The Path to Distributed Tracing: a Red Hat OpenShift Observability Adventure part 3 Building the bridge

2024년 8월 1일Jose Gomez-Selles, Israel Blancas6분 읽기

In the previous article in the Path to Distributed Tracing series, we discussed how leveraging some key capabilities brought by the service mesh can be a great first step toward modern observability. We also explained why it’s important to take into account context propagation, and how it can help us connect the dots when dealing with complex distributed systems. Now that you understand the theory, it's time for us to show you a real, step-by-step example.

We'll start by deploying a couple of simple client-server applications into aRed Hat OpenShift cluster. We'll show you what the service mesh can do for you with the help of Kiali. We'll demonstrate why context needs to be propagated, and then explore two complementary alternatives (manual header propagation and automatic instrumentation) to achieve it.

Propagating the context

Before installing a demo application in OpenShift, we deploy the requisite components by following the official instructions:

Deploying example applications on OpenShift

First, we deploy the following applications, written in Python:

@app.route('/no-header-forwarding')
def no_forwarding():
  # Simulate some work
  sleep(0.1)
  response = requests.get('http://app2:9080')
  # Simulate some work
  sleep(0.1)
  return flask.Response(response.text)

This application is just a small server that listens to /no-header-forwarding endpoint. When receiving a request, it nests another request to app2 and, after receiving an answer, it responds to the first request.

The second application, called App2, is even simpler. It listens on / and responds with the string bye after 0.15 seconds.

@app.route('/')
def bye():
   # Simulate some work
   sleep(0.15)
   return flask.Response("bye")

To follow along and try this yourself, download the manifests for App1 and App2.

Add these apps into the mesh by adding the following deployment annotation under spec.template.metadata.annotations:

  sidecar.istio.io/inject: "true"

Once deployed, we can move to the fun part. Let’s observe!

First observations

After deploying our application into the OpenShift Service Mesh, it provides great observability information in the Kiali console. We're ready to send some simple curl requests to our application, so open the Kiali console to explore the different dashboards.

curl $(oc -n istio-system get route istio-ingressgateway -o jsonpath='{.spec.host}')/header-forwarding

First, click on Graph in the left column to see the dependency graph.

You can observe who’s talking to whom, and the green lines are telling you that the communication is successful! You also see traffic metrics with useful insights, including response codes.
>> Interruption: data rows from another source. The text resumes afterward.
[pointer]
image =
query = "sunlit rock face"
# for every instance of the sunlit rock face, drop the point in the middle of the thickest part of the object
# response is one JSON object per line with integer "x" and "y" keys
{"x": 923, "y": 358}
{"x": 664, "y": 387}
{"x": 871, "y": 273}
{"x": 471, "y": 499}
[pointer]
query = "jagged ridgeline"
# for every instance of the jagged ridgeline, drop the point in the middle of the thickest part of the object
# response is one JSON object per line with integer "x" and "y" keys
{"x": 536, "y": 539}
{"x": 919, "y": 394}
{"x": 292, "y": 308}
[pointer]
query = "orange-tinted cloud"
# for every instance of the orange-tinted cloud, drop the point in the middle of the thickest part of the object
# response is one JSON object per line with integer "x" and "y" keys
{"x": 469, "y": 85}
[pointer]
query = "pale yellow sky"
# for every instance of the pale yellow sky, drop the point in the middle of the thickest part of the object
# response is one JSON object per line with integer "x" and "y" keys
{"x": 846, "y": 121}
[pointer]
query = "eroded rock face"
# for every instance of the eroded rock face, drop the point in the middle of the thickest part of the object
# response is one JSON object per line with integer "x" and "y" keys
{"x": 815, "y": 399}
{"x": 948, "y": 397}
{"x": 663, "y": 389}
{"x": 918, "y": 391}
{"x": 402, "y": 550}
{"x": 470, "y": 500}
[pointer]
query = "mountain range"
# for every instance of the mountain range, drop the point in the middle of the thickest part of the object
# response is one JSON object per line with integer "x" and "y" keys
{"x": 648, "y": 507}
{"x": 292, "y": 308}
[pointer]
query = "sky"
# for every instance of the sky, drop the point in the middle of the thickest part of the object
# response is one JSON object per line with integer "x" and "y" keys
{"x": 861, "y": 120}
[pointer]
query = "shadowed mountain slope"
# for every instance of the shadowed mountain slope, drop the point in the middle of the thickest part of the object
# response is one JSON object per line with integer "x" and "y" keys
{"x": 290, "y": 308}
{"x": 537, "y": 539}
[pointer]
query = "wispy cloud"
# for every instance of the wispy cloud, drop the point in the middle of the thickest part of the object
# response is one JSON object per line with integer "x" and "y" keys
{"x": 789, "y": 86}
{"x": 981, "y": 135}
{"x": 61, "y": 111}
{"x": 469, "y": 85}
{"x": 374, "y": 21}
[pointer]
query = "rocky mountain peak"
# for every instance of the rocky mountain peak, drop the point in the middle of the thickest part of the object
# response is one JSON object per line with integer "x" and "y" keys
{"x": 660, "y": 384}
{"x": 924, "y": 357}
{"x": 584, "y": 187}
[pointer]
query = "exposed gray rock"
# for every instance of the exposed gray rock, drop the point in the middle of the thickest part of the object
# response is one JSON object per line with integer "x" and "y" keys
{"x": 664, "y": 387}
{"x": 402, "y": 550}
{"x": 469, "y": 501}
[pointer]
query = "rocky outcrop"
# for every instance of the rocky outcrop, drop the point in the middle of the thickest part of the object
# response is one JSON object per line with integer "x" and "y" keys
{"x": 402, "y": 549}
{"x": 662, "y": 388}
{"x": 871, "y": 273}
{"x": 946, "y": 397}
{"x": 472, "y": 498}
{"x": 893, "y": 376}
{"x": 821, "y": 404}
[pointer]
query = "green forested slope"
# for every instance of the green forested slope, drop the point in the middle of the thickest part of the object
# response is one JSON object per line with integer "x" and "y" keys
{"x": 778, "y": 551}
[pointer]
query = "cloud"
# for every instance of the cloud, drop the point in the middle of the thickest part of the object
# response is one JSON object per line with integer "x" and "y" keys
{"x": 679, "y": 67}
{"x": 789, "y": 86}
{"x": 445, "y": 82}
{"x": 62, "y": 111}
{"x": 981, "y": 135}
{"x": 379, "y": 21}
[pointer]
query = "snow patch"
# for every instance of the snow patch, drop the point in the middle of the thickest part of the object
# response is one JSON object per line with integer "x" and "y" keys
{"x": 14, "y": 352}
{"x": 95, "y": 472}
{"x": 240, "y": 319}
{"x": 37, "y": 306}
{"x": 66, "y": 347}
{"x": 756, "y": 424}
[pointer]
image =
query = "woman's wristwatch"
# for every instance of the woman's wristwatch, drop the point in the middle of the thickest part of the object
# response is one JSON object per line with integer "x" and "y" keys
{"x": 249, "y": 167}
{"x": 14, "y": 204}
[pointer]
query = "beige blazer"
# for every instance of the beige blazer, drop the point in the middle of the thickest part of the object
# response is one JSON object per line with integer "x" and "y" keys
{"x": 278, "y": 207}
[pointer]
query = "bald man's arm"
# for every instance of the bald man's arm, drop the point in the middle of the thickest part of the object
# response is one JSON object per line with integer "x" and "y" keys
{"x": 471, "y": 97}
Now navigate to Applications and click on the Traces tab. One by one, information about the time spent in all your requests is shown:

You can observe a scatter plot showing the time consumed by every request. This information is also aggregated and presented in a heatmap, which allows you to understand percentiles and comparisons between them. You can see that spans are separated into two “lines”, ones that take around 350ms and others 150ms. We'll analyze this later.

Inbound and Outbound metrics are also provided. This helps you have a better idea about how your application is performing, including data about request throughput, duration, sizes, and more. You get all this and you haven’t touched the application yet!

As we explained in our previous article, even though OpenShift Service Mesh and Envoy automate much of the process, a small change is still needed in the application code to observe a full transaction in a distributed system. You must at least propagate the tracing headers to other services.

The Traces view in Kiali graph above reveals that the traces are divided into two lines. Let’s try to find out why.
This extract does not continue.